C’est cette attitude qui valut à notre Fédération d’être la première en butte aux attaques passionnées des hommes attachés au socialisme autoritaire.
Depuis le Congrès de Sonvillier, où nous eûmes l’audace de mettre en doute l’infaillibilité du Conseil général, notre Fédération et ses plus dignes représentants ne cessent d’être outrageusement et d’une manière misérable, calomniés par le Conseil général et ses agents de tous les pays. Cette guerre sourde, intestine, a pris un tel caractère d’animosité, que toute conciliation semble devenue impossible, et que, dans l’intérêt même de la cause ouvrière, nous ne devons plus chercher qu’à obtenir du Congrès général justice contre nos calomniateurs.
Tout homme ayant quelque peu de sens pratique conviendra qu’une pareille situation n’est pas faite pour coopérer à la prospérité d’une Association.
Néanmoins la Fédération jurassienne s’est accrue, depuis le Congrès de Sonvillier, de 3 nouvelles Sections, Porrentruy, Fleurier et Lausanne ; et de nombreux groupes en France, n’ayant pu constituer une fédération française, nous ont envoyé leur adhésion.
Le fait le plus marquant qui caractérise l’histoire du mouvement ouvrier dans notre contrée, fait qui devait naturellement se rattacher aussi à l’histoire particulière de notre Fédération jurassienne, c’est l’agitation qui s’est manifestée dans l’industrie horlogère en faveur de la constitution des sociétés de métier et de l’augmentation des salaires.
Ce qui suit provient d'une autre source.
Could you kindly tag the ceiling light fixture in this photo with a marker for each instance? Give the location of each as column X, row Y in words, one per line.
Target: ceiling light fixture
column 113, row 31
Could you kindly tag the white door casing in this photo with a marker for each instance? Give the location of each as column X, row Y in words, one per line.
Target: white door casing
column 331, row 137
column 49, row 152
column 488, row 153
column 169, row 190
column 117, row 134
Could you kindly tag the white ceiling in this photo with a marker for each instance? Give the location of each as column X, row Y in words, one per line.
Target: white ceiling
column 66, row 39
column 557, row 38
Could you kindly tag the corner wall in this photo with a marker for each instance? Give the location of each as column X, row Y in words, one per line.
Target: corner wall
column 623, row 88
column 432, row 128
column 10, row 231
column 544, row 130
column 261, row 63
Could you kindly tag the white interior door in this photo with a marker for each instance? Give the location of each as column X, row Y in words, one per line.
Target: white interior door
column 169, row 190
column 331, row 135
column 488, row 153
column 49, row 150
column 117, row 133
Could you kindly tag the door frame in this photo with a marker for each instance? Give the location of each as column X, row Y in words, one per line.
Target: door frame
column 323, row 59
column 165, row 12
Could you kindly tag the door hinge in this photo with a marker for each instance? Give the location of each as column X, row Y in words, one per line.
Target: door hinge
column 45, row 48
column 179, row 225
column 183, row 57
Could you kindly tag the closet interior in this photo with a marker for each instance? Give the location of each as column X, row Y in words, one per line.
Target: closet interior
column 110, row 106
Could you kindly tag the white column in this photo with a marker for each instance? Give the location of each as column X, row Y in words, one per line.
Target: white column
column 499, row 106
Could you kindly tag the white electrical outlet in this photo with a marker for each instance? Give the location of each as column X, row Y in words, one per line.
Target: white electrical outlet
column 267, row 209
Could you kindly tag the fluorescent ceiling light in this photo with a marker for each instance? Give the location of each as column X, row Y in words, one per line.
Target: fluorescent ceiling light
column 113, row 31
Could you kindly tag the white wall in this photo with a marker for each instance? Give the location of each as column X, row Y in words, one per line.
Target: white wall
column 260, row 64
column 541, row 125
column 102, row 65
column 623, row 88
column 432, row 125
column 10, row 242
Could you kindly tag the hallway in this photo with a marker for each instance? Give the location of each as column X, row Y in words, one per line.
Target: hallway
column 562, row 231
Déjà au Congrès de Sonvillier, nous vous rendions attentifs à ce mouvement naissant ; depuis il est devenu si général qu’on peut sans crainte affirmer qu’il a produit une grave crise dans notre contrée. En effet, le mouvement ouvrier ne s’était jamais jusqu’à présent affirmé d’une manière si générale et si positive, la bourgeoisie de nos contrées ne s’était pas habituée à la lutte entre le Travail. et le Capital, elle était endormie sur un amas de préjugés sociaux ; sitôt que les symptômes d’agitation se généralisent, nous voyons se produire la coalition de tout ce qui dans notre industrie se rattache au privilège. Tout récemment cette coalition a pris un caractère menaçant pour les sociétés ouvrières, si celles-ci ne savent pas, par une attitude digne, ferme, énergique, contrebalancer les funestes conséquences que peut avoir le pacte rétrograde conclu à la conférence des fabricants à Sonceboz.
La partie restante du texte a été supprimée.